Senin, 01 Juni 2015

Sejarah Al-Qur’an





Artinya:
Bahwasanya Zeid bin Tsabit berkata: Abu Bakar Siddiq memanggil saya sesudah terjadi peperangan Yamamah. Dimana banyak sahabat-sahabat nabi mati syahid.
Saya dapati dihadapan beliau ada Saidina Umar bin Khatab, berkata Abu Bakar: Hai Zeid, Umar menyatakan kepada saya bahwa banyak ahli-ahli Qur'an wafat dalam peperangan Yamamah, saya khawatir kalau-kalau mereka banyak yang wafat dalam medan-medan perang yang lain, sehingga ayat-ayat Qur'an bisa hilang.
Umar mendesak kepada saya supaya mengumpulkan Qur'an dalam satu Mushaf, lalu saya berkata kepadanya: bagaimana engkau akan membuat suatu pekerjaan yang tidak dibuat oleh Rasulullah?
Umar menjawab, demi Allah. Pekerjaan ini baik ! Umar selalu mendesak saya dan akhirnya saya sependapat dengannya, kata Abu Bakar.
Berkata eid, berkata Abu Bakar kepadaku : engkau seorang pemuda pintar yang dipercaya. Engkau pada masa Nabi masih hidup menjadi penulis wahyu yang diturunkan Allah kepada Rasulullah. Cobalah kumpulkan seluruh wahyu itu !
Demi Allah; Jawab Zeid. Kalau engakau perintahkan saya untuk memindahkan sebuah bukit, barang kali tidak seberat ini. Bagaimana bisa membuat sesuatu yang tidak dibuat Rasulullah?
Abu Bakar mendesak: demi Allah , ini baik. Maka selalu Abu Bakar mendesak saya;kata Zeid sehingga Tuhan membukakan hati saya sebagai hati Abu Bakar dan Umar. Maka saya carilah ayat-ayat Qur'an itu dan saya kumpulkan dimana pada mulanya terdapat ditulis di atas pelapah-pelapah tamar, batu-batu putih dan yang ada di dalam dada para sahabat-sahabat nabi. (H.S.R Imam Bukhari-lihat Fathul Bari -juz X-hal 385-390)          

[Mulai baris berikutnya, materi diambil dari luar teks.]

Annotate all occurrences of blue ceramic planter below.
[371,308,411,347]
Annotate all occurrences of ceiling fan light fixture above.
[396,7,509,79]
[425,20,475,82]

Mushaf yang dikumpulkan Zeid bin Tsabit tersimpan pada Saidina Abu bakar sampai beliau wafat dan sesudah itu Mushaf ini jatuh ketangan Khalifah ke II Saidina Umar bin Khattab dan sesudah Umar bin Khattab wafat, Mushaf ini disimpan oleh Sitti Hafasah binti Saidina Umar.